I left Japan in the spring of '98 initially to go back to England and face the real world. I'd been gone too long and started to worry that I might not be able to cope without the protection that a special place in Japanese society as a "sensei" was allowing me. I also found myself questioning the integrity of relying on a sponsor to pay the bills and how complicated it might get if I wanted to start making my own decisions.

On top of that, although I was happy having my own dojo and teaching at the honbu, there was nowhere to go in the karate world because all was dictated by seniority and I'd already reached a ceiling beyond what was considered appropriate at my age by having my own dojo in the middle of Tokyo. I was also getting restless with the endless meetings that, although obliged to attend, was allowed no voice in.

Europe seemed to offer me much more scope. America was also attractive but at the time family matters meant that Europe and specifically London would be better. As it happened, out of the blue I was offered a very interesting job in Paris that I couldn't refuse and that also gave me the opportunity to confirm whether or not I could do anything other than karate.

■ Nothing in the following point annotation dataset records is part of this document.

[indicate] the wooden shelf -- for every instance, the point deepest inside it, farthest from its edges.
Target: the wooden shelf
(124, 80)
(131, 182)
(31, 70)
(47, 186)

Q6. What are your current plans?

A year ago was rough for me personally and, although the dojo I was teaching in was quite rewarding in many ways, I wasn't content living in Paris. I had to ask myself exactly what I wanted to do and where. The only true answers I could give myself were respectively Karate and New York.

For any grand change in life circumstances will never appear perfect so I just started telling people I was moving in order to commit myself and get the wheels in motion. I knew I had a place to stay in NY (thanks John!) and, now I've got my own place here, for the first time in a long while I'm keen to settle in for a few years. I'll still teach courses around the country and in Europe but will also use my own dojo for, not only my own training, but also for small specialist classes or one on one classes. Beyond that I'm not especially ambitious.

Q7. What is your current status with the Japanese karate leaders such as Yahara sensei, Asai sensei and Abe sensei?

As you know, the politics in Japan during my stay were volatile to say the least but that's a whole other article. However, I have to say I found that probably the most deeply disappointing discovery of my life was finding out the extent of the pettiness and insecurity of some of the JKA instructors.

Until the end of '90 I had a superb relationship with all of them and suddenly I was expected to choose one over another. Having lived in England, New York and then Japan I had the luxury of being close to several great ones but conversely could not claim to be THE student of any one of them.

Therefore, unlike almost everyone in Tokyo, I was obliged to make a painful choice and could not justify it by simply having a history with one particular instructor. I still feel the resentment of having to make that choice. Hopefully we can all learn from past experiences and last year I found myself in a very similar predicament when, after the JKA court case was pursued no longer and went in favor of the Nakahara group, Asai sensei, Abe sensei and Yahara sensei split and I was pressurized into choosing once again.

Living abroad made it easier for me to take a step back and try to maintain a certain neutrality or involved detachment. It's not easy; I regularly make diplomatic phone calls to them all, but for the time being I would rather not burn any bridges than align myself strongly with one over the other. This way I hope to be able to practice my apolitical principles and introduce these instructors to all my friends in the karate world and help everyone continue to learn and establish new relationships.